European shares rangebound with all eyes on U.S. midterms
European shares traded in a tight range on Tuesday as investors focussed on U.S.
European shares traded in a tight range on Tuesday as investors focussed on U.S. midterm elections that will determine control of Congress, while Danish jewellery maker Pandora jumped after reporting quarterly sales above expectations.
The STOXX 600 index edged 0.1% lower by 0905 GMT, trading in a range of 416.35 points to 418.44 points in early deals.
Pandora surged 7.8% to top the benchmark index as the company said it had so far not seen shoppers behaving differently despite soaring living costs.
Traders refrained from taking big positions ahead of the U.S. midterm elections later in the day, with analysts expecting a Republican victory which would lead to a potential split government.
"The question for many is whether investors will respond positively to the deadlock in Washington," said Craig Erlam, a senior market analyst of UK & EMEA at OANDA.
"On one hand, the prospect of less spending could be viewed as aiding the inflation fight, but on the other, the economy could be headed for recession, and inaction in the government won't help the situation."

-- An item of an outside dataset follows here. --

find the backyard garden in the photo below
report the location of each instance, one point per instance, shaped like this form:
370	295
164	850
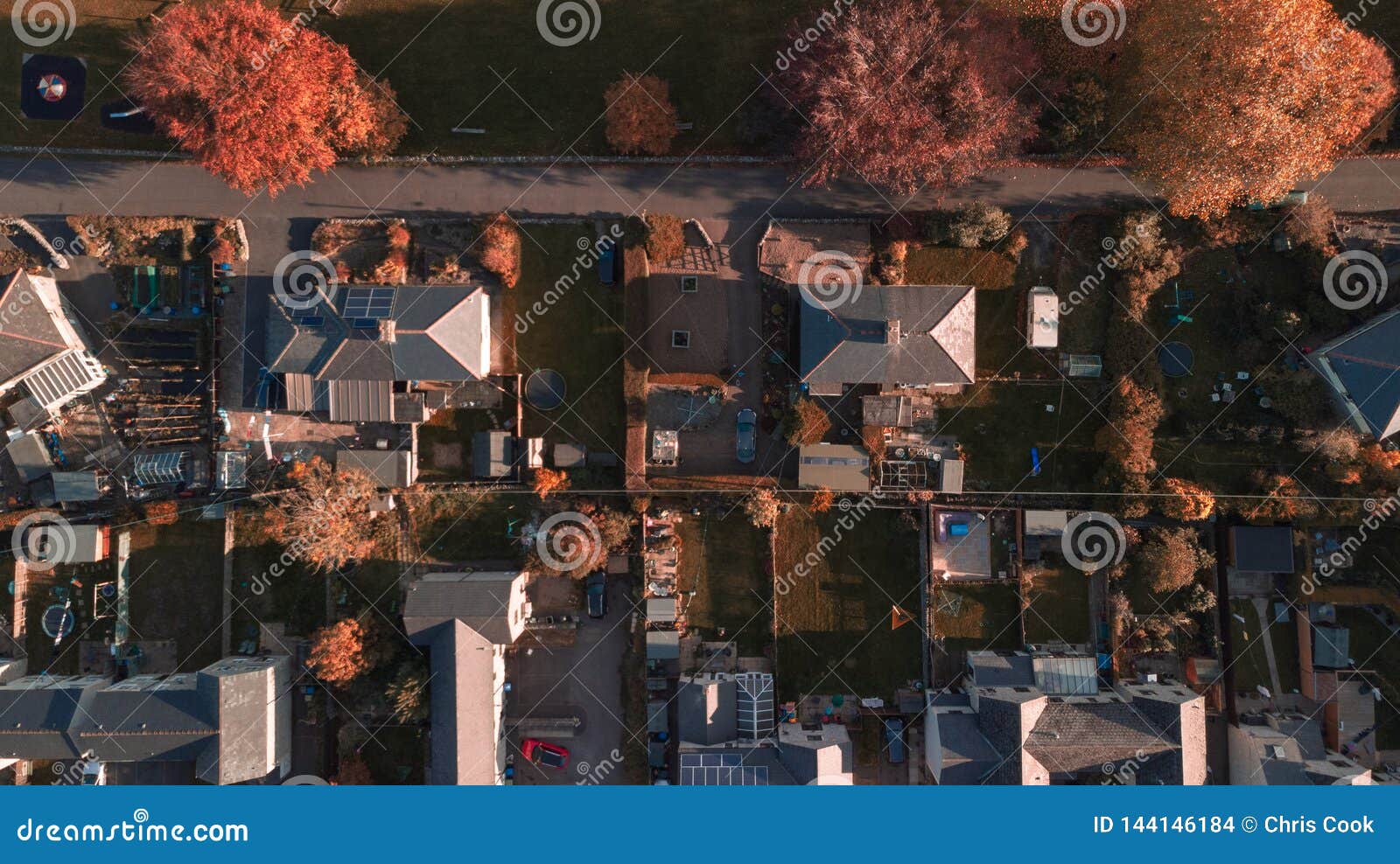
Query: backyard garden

Investors will also keep a close eye on U.S. consumer prices data for October to determine whether the Federal Reserve's aggressive tightening policy has helped bring down decades-high inflation.
Better-than-expected corporate earnings and hopes that the Fed will deliver rate hikes in smaller increments have helped the STOXX 600 kick off November on solid ground.
Two European Central Bank policymakers said the central bank would continue to raise borrowing costs even as the euro zone economy suffered because letting inflation stay high would be even more painful.
The European basic resources index shed 1.1%, tracking falls in base metals prices amid fading hopes that China would ease its strict zero-COVID policy anytime soon. [MET/L]
Oil prices also declined, dragging down European energy stocks by 1.1%.
Luxury giants, including LVMH and Hermes International, which have a major exposure to China, fell 1.0% and 0.8%, respectively.
UK's Persimmon sank 8.1% to the bottom of London's FTSE 100 as Britain's second-largest housebuilder warned on 2023 profit margins after house prices weakened and its sales rate slipped.